By Sarah A. Topol
Over the past decade, U.S. attempts to promote democracy in the Middle East have mostly backfired. When, at Washington's urging, secular governments did grant new political freedoms in Morocco, Egypt, Jordan, and the Palestinian territories, the beneficiaries tended to be Islamist parties. It seemed as though a green tide was washing over the region.

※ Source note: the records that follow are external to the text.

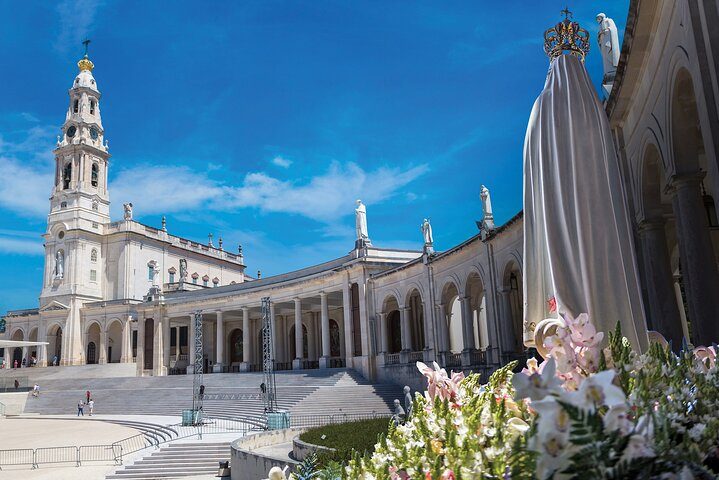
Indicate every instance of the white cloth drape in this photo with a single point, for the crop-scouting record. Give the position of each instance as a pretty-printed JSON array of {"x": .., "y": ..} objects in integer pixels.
[{"x": 578, "y": 249}]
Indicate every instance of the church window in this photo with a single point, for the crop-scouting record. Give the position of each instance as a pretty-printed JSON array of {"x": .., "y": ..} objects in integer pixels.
[
  {"x": 67, "y": 176},
  {"x": 95, "y": 172}
]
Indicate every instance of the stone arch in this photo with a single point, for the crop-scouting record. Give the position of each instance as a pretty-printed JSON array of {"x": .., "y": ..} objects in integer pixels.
[
  {"x": 114, "y": 340},
  {"x": 474, "y": 288},
  {"x": 390, "y": 307},
  {"x": 54, "y": 339},
  {"x": 237, "y": 346},
  {"x": 452, "y": 323},
  {"x": 92, "y": 343},
  {"x": 33, "y": 337},
  {"x": 305, "y": 342},
  {"x": 335, "y": 338},
  {"x": 513, "y": 303},
  {"x": 415, "y": 310}
]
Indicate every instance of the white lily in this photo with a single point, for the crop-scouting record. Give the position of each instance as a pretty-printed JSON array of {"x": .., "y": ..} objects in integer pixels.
[{"x": 537, "y": 385}]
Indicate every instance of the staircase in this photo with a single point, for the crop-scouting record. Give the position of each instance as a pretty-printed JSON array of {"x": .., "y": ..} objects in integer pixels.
[
  {"x": 175, "y": 461},
  {"x": 313, "y": 392}
]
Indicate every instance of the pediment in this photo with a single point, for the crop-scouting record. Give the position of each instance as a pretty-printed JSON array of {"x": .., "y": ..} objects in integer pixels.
[{"x": 53, "y": 306}]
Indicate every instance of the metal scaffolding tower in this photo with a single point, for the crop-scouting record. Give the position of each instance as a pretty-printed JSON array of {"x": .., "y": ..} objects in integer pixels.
[
  {"x": 197, "y": 381},
  {"x": 268, "y": 358}
]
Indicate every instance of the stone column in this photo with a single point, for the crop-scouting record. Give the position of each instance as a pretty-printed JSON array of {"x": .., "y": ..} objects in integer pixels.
[
  {"x": 126, "y": 345},
  {"x": 311, "y": 344},
  {"x": 442, "y": 329},
  {"x": 347, "y": 318},
  {"x": 468, "y": 323},
  {"x": 663, "y": 309},
  {"x": 699, "y": 269},
  {"x": 325, "y": 316},
  {"x": 103, "y": 348},
  {"x": 404, "y": 328},
  {"x": 177, "y": 343},
  {"x": 219, "y": 344},
  {"x": 297, "y": 361},
  {"x": 275, "y": 342},
  {"x": 140, "y": 358},
  {"x": 166, "y": 348},
  {"x": 191, "y": 346},
  {"x": 246, "y": 358},
  {"x": 383, "y": 333},
  {"x": 506, "y": 328},
  {"x": 158, "y": 365}
]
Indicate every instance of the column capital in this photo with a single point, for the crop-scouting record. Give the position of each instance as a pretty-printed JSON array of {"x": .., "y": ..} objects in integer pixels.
[
  {"x": 651, "y": 224},
  {"x": 684, "y": 180}
]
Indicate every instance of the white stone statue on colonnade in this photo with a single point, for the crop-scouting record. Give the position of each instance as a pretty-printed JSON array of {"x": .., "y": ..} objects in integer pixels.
[{"x": 361, "y": 224}]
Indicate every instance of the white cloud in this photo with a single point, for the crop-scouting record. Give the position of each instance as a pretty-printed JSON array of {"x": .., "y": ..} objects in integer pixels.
[
  {"x": 76, "y": 21},
  {"x": 325, "y": 197},
  {"x": 282, "y": 162}
]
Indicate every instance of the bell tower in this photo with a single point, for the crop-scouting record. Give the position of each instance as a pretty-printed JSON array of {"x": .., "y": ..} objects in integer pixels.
[{"x": 79, "y": 213}]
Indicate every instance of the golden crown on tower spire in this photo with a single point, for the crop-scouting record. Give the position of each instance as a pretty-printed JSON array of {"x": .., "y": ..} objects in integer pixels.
[
  {"x": 566, "y": 37},
  {"x": 85, "y": 64}
]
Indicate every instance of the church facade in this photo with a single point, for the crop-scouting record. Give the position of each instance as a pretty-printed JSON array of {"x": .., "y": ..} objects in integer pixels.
[{"x": 378, "y": 310}]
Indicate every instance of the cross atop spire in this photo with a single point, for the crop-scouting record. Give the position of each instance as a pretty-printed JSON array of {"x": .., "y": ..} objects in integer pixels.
[{"x": 86, "y": 42}]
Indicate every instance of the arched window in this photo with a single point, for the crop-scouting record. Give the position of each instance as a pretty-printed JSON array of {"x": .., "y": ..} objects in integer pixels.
[{"x": 67, "y": 176}]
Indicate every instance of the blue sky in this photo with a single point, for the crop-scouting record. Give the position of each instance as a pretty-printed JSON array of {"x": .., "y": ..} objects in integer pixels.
[{"x": 262, "y": 122}]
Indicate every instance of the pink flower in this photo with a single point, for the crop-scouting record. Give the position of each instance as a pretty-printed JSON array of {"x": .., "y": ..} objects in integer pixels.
[
  {"x": 439, "y": 384},
  {"x": 707, "y": 357},
  {"x": 447, "y": 475}
]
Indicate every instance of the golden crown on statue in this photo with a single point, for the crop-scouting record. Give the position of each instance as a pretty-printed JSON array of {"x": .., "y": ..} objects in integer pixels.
[{"x": 566, "y": 37}]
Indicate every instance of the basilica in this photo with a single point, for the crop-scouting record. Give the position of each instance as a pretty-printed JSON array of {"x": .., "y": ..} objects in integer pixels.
[{"x": 122, "y": 291}]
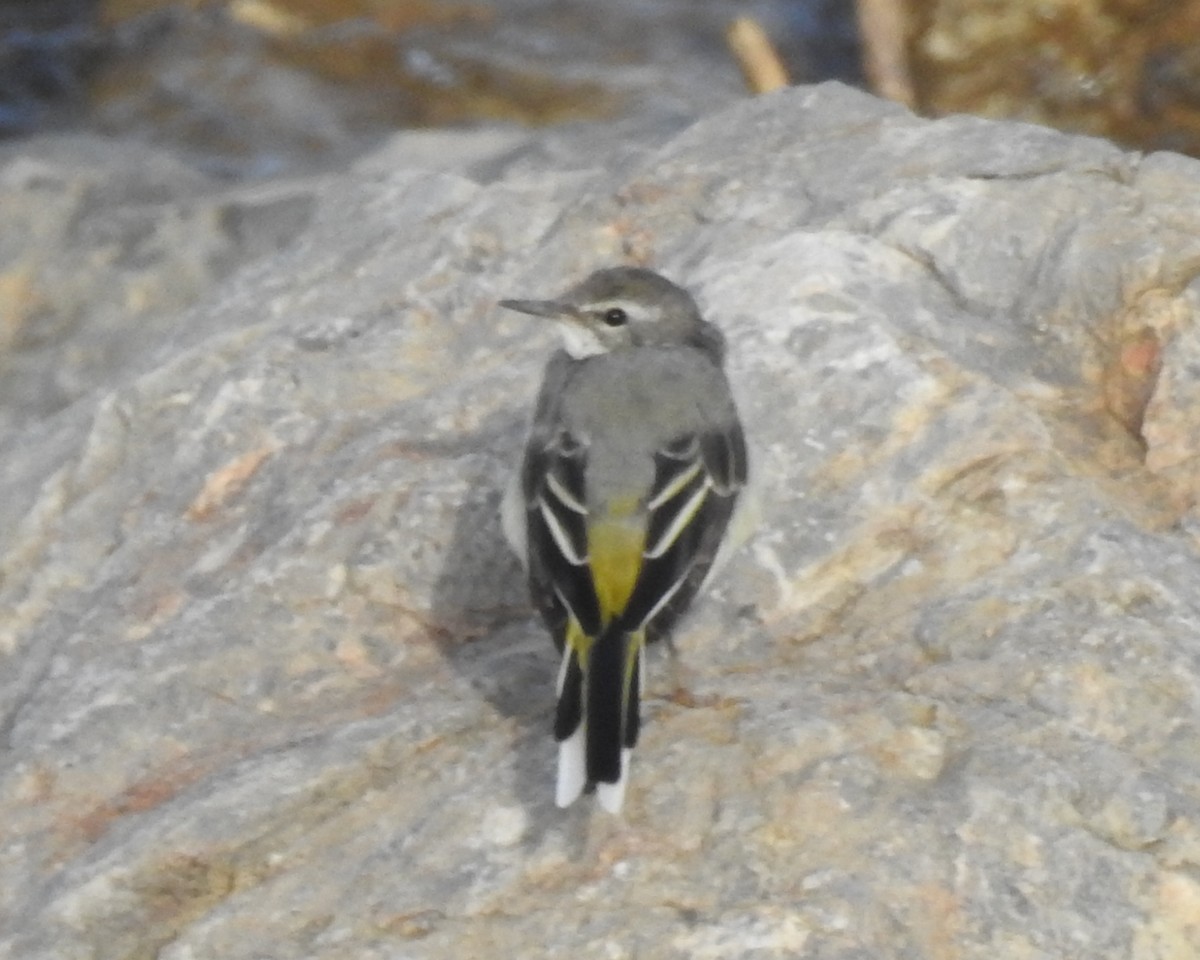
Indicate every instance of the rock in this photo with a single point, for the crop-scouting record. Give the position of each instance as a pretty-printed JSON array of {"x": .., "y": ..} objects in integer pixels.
[{"x": 273, "y": 688}]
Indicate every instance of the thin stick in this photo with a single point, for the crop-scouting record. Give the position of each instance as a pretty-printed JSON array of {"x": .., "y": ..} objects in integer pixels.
[
  {"x": 883, "y": 27},
  {"x": 751, "y": 48}
]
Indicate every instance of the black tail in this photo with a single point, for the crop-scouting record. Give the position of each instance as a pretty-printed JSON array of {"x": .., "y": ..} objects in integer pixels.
[{"x": 612, "y": 699}]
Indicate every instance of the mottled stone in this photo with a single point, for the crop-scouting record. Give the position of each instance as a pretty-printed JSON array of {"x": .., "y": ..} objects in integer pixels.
[{"x": 271, "y": 685}]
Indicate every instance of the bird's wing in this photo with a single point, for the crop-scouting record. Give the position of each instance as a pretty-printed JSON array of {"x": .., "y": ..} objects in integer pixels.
[
  {"x": 697, "y": 478},
  {"x": 553, "y": 481}
]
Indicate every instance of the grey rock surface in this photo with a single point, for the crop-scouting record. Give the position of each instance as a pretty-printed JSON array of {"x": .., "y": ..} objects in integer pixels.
[{"x": 270, "y": 687}]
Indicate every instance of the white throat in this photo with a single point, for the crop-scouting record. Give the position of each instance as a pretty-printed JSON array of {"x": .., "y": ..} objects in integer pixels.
[{"x": 579, "y": 341}]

Today, that green wave is rolling back as Islamist parties fail the most basic tests of governance--including governing themselves. The latest victim is the movement's godfather: Egypt's Muslim Brotherhood. The party has long been persecuted by Cairo, but remained so popular that it still managed to win a fifth of Parliament's seats in 2005, making it the largest opposition bloc. Yet after internal elections in December, the highly disciplined Islamists are disintegrating. Moderates accuse the group's conservative wing, which won power, of engineering a coup by coercing voters and violating election rules. This has produced a rare public schism, and the fractured party now looks likely to lose a quarter of its seats in upcoming elections. That echoes events elsewhere: in Morocco, Jordan, and Gaza, Islamist parties are also crumbling due to internecine feuding and a general inability to govern effectively. It turns out that the greatest obstacle these Islamist groups face may be themselves.